Two black curves on the top plot show relative per capita energy consumption. The lower one assumes that the present level of illegal+legal immigration continues (HI), the higher one that immigration to the USA ends by 2012 (LO). The pie charts at bottom right show the fuel mix and per capita (LO) energy available in 2003 vs. 2040. Vehicular mobility consumes much of the former, and perhaps of the latter.

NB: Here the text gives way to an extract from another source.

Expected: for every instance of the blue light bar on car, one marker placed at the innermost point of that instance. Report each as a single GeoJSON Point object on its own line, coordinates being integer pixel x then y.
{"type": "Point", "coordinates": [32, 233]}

Finally, at bottom left the implications on vehicle mileage are reported, with power hungry military+airlines+trucks separated from cars+vans+SUV's. The default values assume that the LO population maintains its 2001-level of personal mobility (same 2001 miles per capita driven annually thereafter). You can adjust this from zero growth/decline with the Tripmiles rate. Increased biofuel production does not change these curves; biofuels consume at least as much fuel as they produce.

Running the simulator

For each of the following, update the average rate of change over
each decade by clicking in the appropriate row in the white area
and then backspacing/overtyping the revised number. (An abbreviation
for constant growth is to enter the number of decades followed by *
then the constant growth rate e.g. 3*2.5 == 2.5,2.5,2.5 ) Then press PLOT
If the image is fuzzy, your browser has shrunk it. Magnify to full scale.
Use your browser Back button to return here for further experiments.
Fuel Source: 2004-10,11-20,21-30,31-40

In the bottom rows at left you can tweak the conversion efficiencies of various evolving technologies. The "Extra MB daily" field by default explores the implications of the Hirsch et al maximum effort to mitigate shortage of liquid fuels developed under a DOE contract. In brief, they calculate that (5,10,15) years after GO worldwide an additional (2.5,13,22) million barrels daily of crude could come from gas-to-liquids, coal liquefaction, and heavy oil (we consider improved mpg separately). Cutting these to 24% to apply just to the USA gives the defaults shown, assuming the GO decision for a crash program occurs by 2010. You can also use this field to add extra millions of barrels a day of Iraqi petroleum for exclusive use by the USA occupiers, or add/subtract this quantity from the market depending on the whims of OPEC and the White House. (You cannot use this to add USA shale because it is already included in the Hirsch mitigation.)

Please bear in mind that the default values for the plots are based on optimistic assessments of available supplies because they assume that the USA will be able to retain its current global fraction of oil+natural gas even though those resources that remain to consume are increasingly in foreign lands and are coveted by others. It also assumes rational response to declining supplies of oil and natural gas! It is possible (likely?) based on past practice that fuels will be used inefficiently, for example burning precious primary liquid fuels to make biofuels or hydrogen to consume in a hypothetical fleet of fuel cell vehicles.